Configuring lakeFS to use S3 Virtual-Host addressing

Understanding virtual-host addressing

Some systems require S3 endpoints (such as lakeFS’s S3 Gateway) to support virtual-host style addressing.

lakeFS supports this, but requires some configuration in order to extract the bucket name (used as the lakeFS repository ID) from the host address.

For example:

GET http://foo.example.com/some/location

There are two ways to interpret the URL above:

  • as a virtual-host URL where the endpoint URL is example.com, the bucket name is foo, and the path is /some/location
  • as a path-based URL where the endpoint is foo.example.com, the bucket name is some and the path is location

By default, lakeFS reads URLs as path-based. To read the URL as a virtual-host request, lakeFS requires additional configuration which includes defining an explicit set of DNS records for the lakeFS S3 gateway.

Adding an explicit S3 domain name to the S3 Gateway configuration

The first step would be to tell the lakeFS installation which hostnames are used for the S3 Gateway. This should be a different DNS record from the one used for e.g. the UI or API.

Typically, if the lakeFS installation is served under lakefs.example.com, a good choice would be s3.lakefs.example.com.

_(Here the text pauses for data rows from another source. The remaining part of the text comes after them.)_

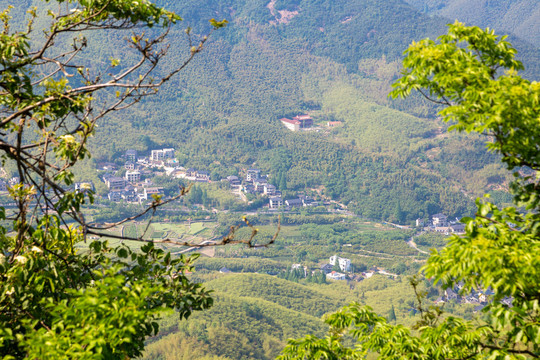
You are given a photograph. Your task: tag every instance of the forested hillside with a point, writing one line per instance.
(519, 17)
(332, 59)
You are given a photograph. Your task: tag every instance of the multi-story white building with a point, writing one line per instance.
(163, 154)
(440, 220)
(344, 264)
(115, 183)
(253, 174)
(275, 202)
(133, 176)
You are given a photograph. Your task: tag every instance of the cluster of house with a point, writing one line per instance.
(441, 223)
(475, 297)
(345, 267)
(4, 185)
(256, 183)
(298, 122)
(130, 187)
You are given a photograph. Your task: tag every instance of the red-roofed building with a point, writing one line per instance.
(298, 122)
(293, 125)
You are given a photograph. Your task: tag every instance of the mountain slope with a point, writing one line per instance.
(519, 17)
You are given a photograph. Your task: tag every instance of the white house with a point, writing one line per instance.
(162, 154)
(133, 176)
(336, 276)
(275, 202)
(344, 264)
(439, 220)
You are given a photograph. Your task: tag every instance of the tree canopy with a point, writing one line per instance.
(64, 294)
(474, 74)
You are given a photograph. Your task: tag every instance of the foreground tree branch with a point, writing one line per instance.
(56, 301)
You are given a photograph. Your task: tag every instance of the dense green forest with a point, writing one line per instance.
(519, 17)
(388, 161)
(332, 59)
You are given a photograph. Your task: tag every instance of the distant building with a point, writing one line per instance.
(202, 176)
(133, 176)
(115, 183)
(161, 155)
(148, 192)
(336, 276)
(252, 174)
(293, 125)
(344, 264)
(333, 123)
(233, 180)
(439, 220)
(294, 203)
(298, 122)
(326, 268)
(458, 228)
(131, 155)
(83, 186)
(275, 202)
(269, 190)
(114, 196)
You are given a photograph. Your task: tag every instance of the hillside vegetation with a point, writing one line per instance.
(519, 17)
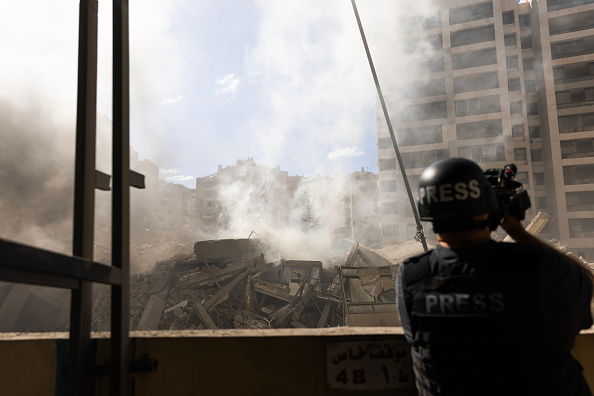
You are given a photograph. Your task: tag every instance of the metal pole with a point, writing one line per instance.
(80, 368)
(420, 235)
(120, 294)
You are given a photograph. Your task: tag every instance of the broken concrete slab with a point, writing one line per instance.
(197, 280)
(180, 305)
(225, 249)
(294, 270)
(204, 317)
(152, 313)
(13, 305)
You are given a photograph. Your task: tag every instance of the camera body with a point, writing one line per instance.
(509, 191)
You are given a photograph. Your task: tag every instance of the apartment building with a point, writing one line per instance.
(502, 82)
(246, 191)
(356, 212)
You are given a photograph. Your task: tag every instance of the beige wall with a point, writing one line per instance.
(220, 362)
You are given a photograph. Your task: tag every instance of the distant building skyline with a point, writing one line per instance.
(499, 83)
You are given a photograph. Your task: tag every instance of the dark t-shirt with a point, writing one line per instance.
(552, 302)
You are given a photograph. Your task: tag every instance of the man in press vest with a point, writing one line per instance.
(484, 317)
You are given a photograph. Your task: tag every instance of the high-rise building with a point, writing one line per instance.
(501, 83)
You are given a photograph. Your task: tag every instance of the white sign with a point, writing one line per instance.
(373, 365)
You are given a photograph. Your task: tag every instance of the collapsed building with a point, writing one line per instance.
(229, 284)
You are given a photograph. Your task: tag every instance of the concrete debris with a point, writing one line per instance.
(152, 313)
(229, 284)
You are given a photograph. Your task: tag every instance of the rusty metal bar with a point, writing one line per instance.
(120, 294)
(80, 367)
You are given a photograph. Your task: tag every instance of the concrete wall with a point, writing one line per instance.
(233, 362)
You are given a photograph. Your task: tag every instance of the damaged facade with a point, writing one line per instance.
(229, 284)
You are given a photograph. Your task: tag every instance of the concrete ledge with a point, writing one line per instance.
(213, 362)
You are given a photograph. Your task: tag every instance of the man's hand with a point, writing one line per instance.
(516, 230)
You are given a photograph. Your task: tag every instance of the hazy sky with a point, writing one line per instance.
(283, 81)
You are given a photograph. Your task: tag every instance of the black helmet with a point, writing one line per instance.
(453, 190)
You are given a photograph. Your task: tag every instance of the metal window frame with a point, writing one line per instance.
(25, 264)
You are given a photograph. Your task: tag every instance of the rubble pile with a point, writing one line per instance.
(229, 284)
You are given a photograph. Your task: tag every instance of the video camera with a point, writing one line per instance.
(509, 191)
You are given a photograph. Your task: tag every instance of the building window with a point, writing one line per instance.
(510, 40)
(424, 111)
(579, 201)
(483, 153)
(534, 132)
(417, 136)
(518, 130)
(508, 17)
(482, 105)
(472, 36)
(530, 86)
(474, 59)
(578, 174)
(581, 228)
(423, 159)
(385, 143)
(511, 62)
(515, 107)
(421, 90)
(577, 148)
(476, 82)
(434, 64)
(478, 130)
(520, 154)
(387, 164)
(532, 108)
(388, 186)
(513, 84)
(389, 208)
(471, 13)
(390, 230)
(571, 48)
(528, 64)
(554, 5)
(541, 202)
(576, 123)
(524, 20)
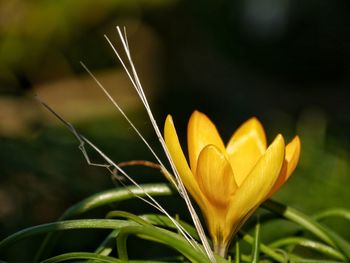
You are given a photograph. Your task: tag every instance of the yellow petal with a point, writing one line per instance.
(200, 133)
(214, 176)
(179, 160)
(245, 148)
(289, 165)
(258, 183)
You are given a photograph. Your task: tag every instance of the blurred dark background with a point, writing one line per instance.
(286, 62)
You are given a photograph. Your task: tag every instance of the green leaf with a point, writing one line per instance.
(101, 199)
(322, 232)
(304, 242)
(82, 255)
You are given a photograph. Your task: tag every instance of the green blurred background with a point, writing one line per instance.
(286, 62)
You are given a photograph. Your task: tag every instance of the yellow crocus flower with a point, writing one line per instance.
(229, 183)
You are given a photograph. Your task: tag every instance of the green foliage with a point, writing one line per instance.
(325, 244)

This could be done using either an environment variable:

LAKEFS_GATEWAYS_S3_DOMAIN_NAME="s3.lakefs.example.com"

Or by adding the gateways.s3.domain_name setting to the lakeFS config.yaml file:

---
database:
  connection_string: "..."

...

# This section defines an explict S3 gateway address that supports virtual-host addressing
gateways:
  s3:
    domain_name: s3.lakefs.example.com

For more information on how to configure lakeFS, check out the configuration reference

Setting up the appropriate DNS records

Once our lakeFS installation is configured with an explicit S3 gateway endpoint address, we need to define 2 DNS records and have them point at our lakeFS installation. This requires 2 CNAME records:

  1. s3.lakefs.example.com - CNAME to lakefs.example.com. This would be used as the S3 endpoint when configuring clients and will serve as our bare domain.
  2. *.s3.lakefs.example.com - Also a CNAME to lakefs.example.com. This will resolve virtual-host requests such as example-repo.s3.lakefs.example.com that lakeFS would now know how to parse.

For more information on how to configure these, see the official documentation of your DNS provider.

On AWS, This could also be done using ALIAS records for a load balancer.